Where to start? The same place real businesses start: by choosing their basic business model, “business model” meaning the buttons and levers the business can push and pull to turn its actions into profitable revenue.

Somewhere in my IT Catalysts detritus I have a list of twenty or so business models, which successfully describe every business I’ve ever run across (not all of them are good models, just as not all businesses know how to sustainable make a profit). And while there are a lot of them, three are dominant:

  • Product innovation, filling known or newly discovered needs, wants and desires with ever-increasingly wonderful goods and services (services being, in this context, just another type of product — you charge for services, different from providing good service).
  • Customer intimacy, where you know your customers so well, and take care of them so well, that taking their business elsewhere is almost unimaginable.
  • Operational excellence, where you’re so efficient that you can offer your admittedly less interesting products to whoever happens to show up, at such a low price that the savings outweigh all other concerns.

By the way: while every well-run business has one business model that’s its lead story, that doesn’t mean business leaders get to ignore the others. Product innovators still have to operate efficiently, just not with relentless efficiency; likewise they shouldn’t treat their customers like dirt, even though they can’t offer them custom-tailored solutions the way a customer-intimacy company does.

And so on.

Ready for the punch line?

IT that’s integrated into the business is close kin to the customer-intimacy business model — so much so that the rest of the business doesn’t think like a customer at all and IT stops thinking like a supplier. In this model they and we become peers and partners.

ITaaS? IT’s CEO (the CIO, but we’re modeling IT as a separate and independent business) has a choice to make. IT can be a product/service innovator or it can be what, in pre-cloud days, was called an information utility — a purveyor of inexpensive commodity solutions.

It can be finer-grained than this. For example, IT infrastructure services can have a different model from application services, with the former focusing on hyper-standardization in support of operational excellence while the latter provides technology leadership to the rest of the enterprise in the guise of product innovation.

Don’t like these business models as a framework? Come up with a different one. That’s fine — these simply illustrate the more fundamental point: With ITaaS the whole nature of IT strategy and governance undergo profound changes.
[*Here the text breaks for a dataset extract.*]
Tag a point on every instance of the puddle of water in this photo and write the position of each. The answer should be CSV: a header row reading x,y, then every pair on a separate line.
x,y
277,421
With IT as an integral part of the business, its strategy is a consequence of the overall business strategy. As an independent business its strategy is derived independently … although, like any good business, it has to guide its strategy with its understanding of marketplace (or, as it’s all metaphorical, “marketplace”) trends.

This, by the say, is one place many ITaaS proponents miss the mark. They start by defining an IT services catalog. It isn’t that having an IT services catalog is a mistake. It’s that without a business strategy behind it, an IT services catalog is just a list of stuff we do.

Strategy precedes product.

Governance? With integrated IT, governance is how the business makes sure IT’s project portfolio optimally supports business priorities. With ITaaS, revenue is revenue — IT governance is mostly a matter of which business units have the budget to do what.

Which might explain the appeal of the ITaaS relationship model: It results in a lot less arguing.